Ad ammetterlo è stato lo stesso ministro agli Affari regionali Roberto Calderoli, il padre dello Spacca-Italia, infuriato per questa definizione al punto da chiedere ad alcuni giornali di modificare la titolazione. Una ragione in più, per noi che l’abbiamo coniata, di continuare a definire così la sua legge.

Certe allusioni, certe frasi sussurrate a metà, lasciano intendere che i colleghi della Meloni, gli esponenti più in vista di Fratelli d’Italia, ne avrebbero fatto volentieri a meno. Tanto più che ora è entrata in campo la Conferenza episcopale italiana.
I vescovi non sisono fatti intimorire, anzi. E dio solo sa quanto può pesare, anche in futuro, il giudizio del mondo cattolico. Al cardinal Zuppi le rassicurazioni di Tajani non sono bastate. Né il tormentone su quei Lep «che tanto non verranno mai definiti e men che mai finanziati». Altro refrain ripetuto all’infinito in modo – lasciatecelo dire – ipocrita. Se la legge è sbagliata, la si cancella. Non è rendendola innocua che si rende un servizio al Paese.

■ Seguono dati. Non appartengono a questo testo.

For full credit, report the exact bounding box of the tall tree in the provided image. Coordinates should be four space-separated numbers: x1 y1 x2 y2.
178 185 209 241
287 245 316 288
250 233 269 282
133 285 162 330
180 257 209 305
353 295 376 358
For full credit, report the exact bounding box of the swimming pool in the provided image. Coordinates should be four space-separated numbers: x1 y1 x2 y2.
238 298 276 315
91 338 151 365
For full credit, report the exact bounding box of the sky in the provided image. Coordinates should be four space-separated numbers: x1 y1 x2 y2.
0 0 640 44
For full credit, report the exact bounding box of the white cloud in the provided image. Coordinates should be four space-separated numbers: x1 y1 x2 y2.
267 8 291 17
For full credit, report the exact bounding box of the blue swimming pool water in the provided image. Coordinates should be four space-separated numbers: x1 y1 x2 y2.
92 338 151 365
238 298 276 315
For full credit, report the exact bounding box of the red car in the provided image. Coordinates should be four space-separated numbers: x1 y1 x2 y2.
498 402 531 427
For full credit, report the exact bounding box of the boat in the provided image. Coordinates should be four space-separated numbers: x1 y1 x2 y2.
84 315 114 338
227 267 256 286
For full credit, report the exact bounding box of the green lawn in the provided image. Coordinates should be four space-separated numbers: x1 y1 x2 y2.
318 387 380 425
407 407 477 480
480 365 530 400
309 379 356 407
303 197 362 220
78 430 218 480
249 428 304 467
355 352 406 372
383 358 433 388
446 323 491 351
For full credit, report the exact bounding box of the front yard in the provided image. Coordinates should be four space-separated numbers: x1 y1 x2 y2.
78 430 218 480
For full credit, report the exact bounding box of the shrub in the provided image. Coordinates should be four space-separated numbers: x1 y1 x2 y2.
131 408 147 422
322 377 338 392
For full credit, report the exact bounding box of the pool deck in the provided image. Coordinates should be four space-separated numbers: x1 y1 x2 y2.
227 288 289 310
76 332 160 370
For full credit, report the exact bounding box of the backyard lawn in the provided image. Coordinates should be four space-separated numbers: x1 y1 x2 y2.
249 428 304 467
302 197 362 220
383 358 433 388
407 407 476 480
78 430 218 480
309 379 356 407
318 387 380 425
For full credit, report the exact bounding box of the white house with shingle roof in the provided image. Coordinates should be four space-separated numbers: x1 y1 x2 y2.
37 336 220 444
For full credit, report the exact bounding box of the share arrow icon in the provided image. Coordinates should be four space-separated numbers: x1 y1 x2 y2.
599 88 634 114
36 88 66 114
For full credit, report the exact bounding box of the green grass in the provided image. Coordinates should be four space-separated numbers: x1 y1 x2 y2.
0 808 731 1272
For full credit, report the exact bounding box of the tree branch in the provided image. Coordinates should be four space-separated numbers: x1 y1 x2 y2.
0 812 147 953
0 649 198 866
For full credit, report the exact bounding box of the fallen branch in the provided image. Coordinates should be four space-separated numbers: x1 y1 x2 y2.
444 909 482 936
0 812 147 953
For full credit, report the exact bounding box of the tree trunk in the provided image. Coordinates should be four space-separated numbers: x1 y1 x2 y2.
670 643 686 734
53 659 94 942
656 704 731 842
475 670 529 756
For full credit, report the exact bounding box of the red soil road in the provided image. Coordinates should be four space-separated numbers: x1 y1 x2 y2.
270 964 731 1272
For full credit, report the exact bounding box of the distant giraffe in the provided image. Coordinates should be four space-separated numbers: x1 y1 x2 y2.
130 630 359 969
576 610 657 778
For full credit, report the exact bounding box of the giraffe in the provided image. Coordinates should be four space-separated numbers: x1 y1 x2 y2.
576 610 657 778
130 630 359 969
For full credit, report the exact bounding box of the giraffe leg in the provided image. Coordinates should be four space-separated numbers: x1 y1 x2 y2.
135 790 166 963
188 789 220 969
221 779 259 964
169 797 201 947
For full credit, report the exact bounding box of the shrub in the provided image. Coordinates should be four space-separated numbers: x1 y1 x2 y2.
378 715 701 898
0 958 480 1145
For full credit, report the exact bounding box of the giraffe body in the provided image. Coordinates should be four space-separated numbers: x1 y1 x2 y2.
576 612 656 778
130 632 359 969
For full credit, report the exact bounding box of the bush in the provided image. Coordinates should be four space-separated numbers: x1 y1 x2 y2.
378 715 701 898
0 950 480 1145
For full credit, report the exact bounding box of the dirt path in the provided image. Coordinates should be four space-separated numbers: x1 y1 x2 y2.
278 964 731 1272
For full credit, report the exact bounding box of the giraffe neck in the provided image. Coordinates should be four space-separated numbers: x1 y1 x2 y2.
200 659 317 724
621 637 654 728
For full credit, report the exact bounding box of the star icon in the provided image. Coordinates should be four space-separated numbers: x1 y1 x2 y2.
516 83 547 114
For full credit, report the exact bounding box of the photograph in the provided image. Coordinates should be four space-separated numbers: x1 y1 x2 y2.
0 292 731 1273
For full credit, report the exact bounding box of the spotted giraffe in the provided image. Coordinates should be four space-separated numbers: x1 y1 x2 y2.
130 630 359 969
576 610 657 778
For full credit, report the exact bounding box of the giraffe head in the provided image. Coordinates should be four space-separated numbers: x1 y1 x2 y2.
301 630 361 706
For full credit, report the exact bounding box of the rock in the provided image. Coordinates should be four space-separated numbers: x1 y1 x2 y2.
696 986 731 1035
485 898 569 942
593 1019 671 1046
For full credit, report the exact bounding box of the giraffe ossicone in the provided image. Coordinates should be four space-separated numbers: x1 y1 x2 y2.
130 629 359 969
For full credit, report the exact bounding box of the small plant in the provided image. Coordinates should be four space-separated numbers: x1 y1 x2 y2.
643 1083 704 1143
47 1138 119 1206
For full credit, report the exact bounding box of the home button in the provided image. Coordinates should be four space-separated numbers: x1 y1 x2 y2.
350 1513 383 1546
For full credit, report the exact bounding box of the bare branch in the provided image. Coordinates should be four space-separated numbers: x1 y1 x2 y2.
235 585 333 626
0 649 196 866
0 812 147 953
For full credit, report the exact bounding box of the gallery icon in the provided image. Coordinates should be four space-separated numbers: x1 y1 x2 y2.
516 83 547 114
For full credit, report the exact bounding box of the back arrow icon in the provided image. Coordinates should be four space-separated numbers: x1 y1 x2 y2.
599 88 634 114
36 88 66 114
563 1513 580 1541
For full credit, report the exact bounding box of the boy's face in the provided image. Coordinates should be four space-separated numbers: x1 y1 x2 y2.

Ma le ambiguità non allignano solo nel centrodestra. C’è un centrosinistra che ha riconosciuto le responsabilità che si assunse modificando nel 2001 il titolo V della Costituzione. Si è riconosciuto l’errore senza trarne le conclusioni. Senza dire che quell’articolo 116 comma 3, rimasto – non a caso – inattuato per 23 anni, andrebbe abolito o rivisto.
Ancora una volta a prevalere sono le mezze misure, i rimedi, i cerotti. Creare i presupposti per la secessione dei ricchi fu un errore. Sbagliare una volta si può. Due no.